Faculty of Humanities:

Centre for the Study of the Sciences and the Humanities; Professor and Head of Department Matthias Kaiser (co-supervisor)

 

Project update

We met with Habumugisha to see how his project is progressing. Habumugisha will be rotating through the different collaborating Faculties. However, he explained that his project will be primarily based in medical methodologies, where he will use both qualitative and quantitative approaches. His first paper will be a systematic review and meta-analysis to gain understanding of meat-reduced diets and their effects on nutrition status from a global perspective. The second and third papers are population-based studies where he will apply cross-sectional methodological design, which he hopes to carry out in his home country, Rwanda. Habumugisha explains that Rwanda is a unique research environment for carrying out such a study as animal raising (meat protein production) and farming (plant protein production) have changed significantly since the genocide against the Tutsi in 1994. Another fact that makes Rwanda as a unique case study for his project is the fast-growing economy and rapid urbanization, all occurring in the post-genocide era. He thinks that all these factors, and others, may influence dietary changes in his country. Research, such as his PhD project, is urgently needed to inform policy interventions.

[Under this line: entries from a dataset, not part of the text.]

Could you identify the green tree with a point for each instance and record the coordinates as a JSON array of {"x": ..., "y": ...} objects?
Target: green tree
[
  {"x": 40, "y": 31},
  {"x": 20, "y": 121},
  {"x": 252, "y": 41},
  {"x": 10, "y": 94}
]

Habumugisha did his undergraduate studies in Human Nutrition and Dietetics at the College of Medicine and Health Science, University of Rwanda. Prior moving to The Netherlands where he did his master’s in Nutrition and Health at Wageningen University, he worked in primary healthcare within a refugee camp, where he was in charge of the nutrition program.  He is concerned that the COVID-19 pandemic will affect his ability to conduct field work, not only in terms of getting to Rwanda, but, once in the country, being able to travel freely out to communities to conduct his studies.